The biggest reform to UK public procurement in a generation is now in force. This paper breaks down what has changed and what it means for small businesses competing for government contracts.
A new era for public procurement
The Procurement Act 2023 came into full effect in February 2025, replacing the Public Contracts Regulations 2015 and the EU-derived procurement framework that had governed UK public purchasing for over a decade. For SMBs, this is the most significant change to the rules of engagement in a generation.
The Act was designed with three broad objectives: to make procurement simpler and more flexible, to increase transparency, and to support a more diverse supply base. On paper, these objectives align closely with what SMBs have been asking for. In practice, understanding the detail is essential for any small business that wants to compete effectively under the new regime.
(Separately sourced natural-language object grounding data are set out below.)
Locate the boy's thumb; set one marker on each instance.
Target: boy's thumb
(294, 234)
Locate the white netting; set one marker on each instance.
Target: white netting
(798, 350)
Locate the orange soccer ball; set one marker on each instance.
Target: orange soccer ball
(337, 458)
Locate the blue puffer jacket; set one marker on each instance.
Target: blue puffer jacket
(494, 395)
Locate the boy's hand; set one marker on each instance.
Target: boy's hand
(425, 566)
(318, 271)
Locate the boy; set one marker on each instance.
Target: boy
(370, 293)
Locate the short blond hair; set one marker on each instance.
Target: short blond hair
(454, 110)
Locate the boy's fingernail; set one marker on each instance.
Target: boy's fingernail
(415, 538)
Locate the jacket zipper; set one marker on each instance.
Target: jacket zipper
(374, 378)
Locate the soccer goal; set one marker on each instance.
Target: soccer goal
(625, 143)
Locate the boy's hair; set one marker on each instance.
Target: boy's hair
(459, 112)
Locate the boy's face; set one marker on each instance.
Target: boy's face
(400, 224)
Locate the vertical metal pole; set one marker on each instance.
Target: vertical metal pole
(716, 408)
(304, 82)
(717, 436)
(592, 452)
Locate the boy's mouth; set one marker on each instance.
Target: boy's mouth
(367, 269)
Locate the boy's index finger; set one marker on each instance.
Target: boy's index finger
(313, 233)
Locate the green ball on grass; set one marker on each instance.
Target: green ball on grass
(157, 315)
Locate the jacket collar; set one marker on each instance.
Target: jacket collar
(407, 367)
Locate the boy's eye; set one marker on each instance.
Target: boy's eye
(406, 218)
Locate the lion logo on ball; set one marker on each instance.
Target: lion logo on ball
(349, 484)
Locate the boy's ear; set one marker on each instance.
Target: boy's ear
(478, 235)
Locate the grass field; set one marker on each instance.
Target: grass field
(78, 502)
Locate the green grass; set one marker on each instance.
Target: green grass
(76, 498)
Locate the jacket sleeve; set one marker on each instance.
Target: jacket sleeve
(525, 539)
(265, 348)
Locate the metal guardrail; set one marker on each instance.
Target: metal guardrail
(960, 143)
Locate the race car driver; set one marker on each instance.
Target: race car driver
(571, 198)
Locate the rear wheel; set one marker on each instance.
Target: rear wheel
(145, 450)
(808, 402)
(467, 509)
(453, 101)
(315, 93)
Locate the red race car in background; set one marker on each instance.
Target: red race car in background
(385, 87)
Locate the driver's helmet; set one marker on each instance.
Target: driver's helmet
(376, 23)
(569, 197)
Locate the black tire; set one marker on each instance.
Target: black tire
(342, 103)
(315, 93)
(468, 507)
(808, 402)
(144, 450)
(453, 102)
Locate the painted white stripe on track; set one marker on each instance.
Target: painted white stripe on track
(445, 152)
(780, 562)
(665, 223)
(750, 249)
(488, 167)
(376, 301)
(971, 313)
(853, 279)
Key changes that affect SMBs
Simplified procedures
Under the old regulations, buyers had to choose from a fixed set of procedures: open, restricted, competitive dialogue, competitive procedure with negotiation, and innovation partnership. Each had rigid rules about timelines, stages, and documentation. The Procurement Act replaces all of these with two options: the open procedure and the new competitive flexible procedure.
The competitive flexible procedure gives buyers significantly more discretion in designing their procurement. They can set the number of stages, decide how to evaluate, and adapt the process to suit the complexity of the requirement. For SMBs, this means more variety in how tenders are structured. Some may be simpler and faster. Others may involve additional stages such as presentations or demonstrations. The key is to read each tender's process description carefully, because assumptions based on previous experience may not apply.
Transparency and the central platform
The Act introduces a new central digital platform for all public procurement notices. This replaces the patchwork of portals (Contracts Finder, Find a Tender, individual buyer systems) with a single point of access. All contract notices, award decisions, and contract modifications above 5,000 pounds must be published here.
For SMBs, this is a significant improvement. Instead of monitoring multiple portals and risking missed opportunities, there will be one platform to watch. The platform also publishes pipeline notices, giving suppliers advance visibility of upcoming procurements before formal tenders are issued.
Supplier qualification
One of the most persistent complaints from SMBs has been the burden of pre-qualification. Under the old regime, every restricted procedure required a separate selection questionnaire (SQ), often asking for the same information in slightly different formats. The Procurement Act aims to address this by standardising supplier information requirements and reducing the need for repetitive submissions.
The Act also changes how buyers assess suitability. Rather than applying rigid turnover thresholds (which historically excluded smaller firms), buyers are encouraged to take a more proportionate approach to financial assessment. This should, in theory, make it easier for SMBs to pass the pre-qualification stage.
Exclusion and debarment
The Act introduces a new debarment register for suppliers found guilty of serious misconduct. While this primarily targets larger firms with histories of contract failure or fraud, SMBs should be aware of the new mandatory and discretionary exclusion grounds. Maintaining clean governance, health and safety records, and tax compliance is more important than ever.
What has not changed
Despite the reforms, several fundamentals remain the same. Contracts must still be awarded based on published criteria. Buyers must still treat all suppliers fairly and transparently. The requirement for competitive processes above certain thresholds persists, though the thresholds themselves may change over time.
Importantly, the quality of your bid response still matters more than anything else. Legislative reform can open doors, but walking through them requires a well-written, well-evidenced, and well-priced submission.
Practical steps for SMBs
Register on the new central platform. Ensure your company profile is complete, accurate, and up to date. This is now the primary channel through which opportunities will reach you.
Review your standard documentation. The Act changes some of the information buyers can request at qualification stage. Update your standard responses to reflect the new requirements.
Monitor pipeline notices. The new transparency provisions mean you can see what buyers are planning to procure months before the formal tender is issued. Use this time to prepare, build relationships, and position your business.
Invest in bid quality. The competitive flexible procedure means buyers have more freedom to design evaluations that test genuine capability. Presentations, site visits, and demonstrations may become more common. Prepare for a wider range of assessment methods, not just written submissions.
Seek feedback. The Act strengthens suppliers' rights to receive feedback on unsuccessful bids. Use this feedback systematically to improve future submissions. Every debrief is an investment in your next win.
Looking ahead
The Procurement Act 2023 is a framework, not a finished product. Secondary legislation, guidance notes, and buyer practice will continue to evolve. SMBs that stay informed, adapt their processes, and invest in their bidding capability will be best positioned to benefit from a regime that is explicitly designed to make public procurement more accessible to smaller suppliers.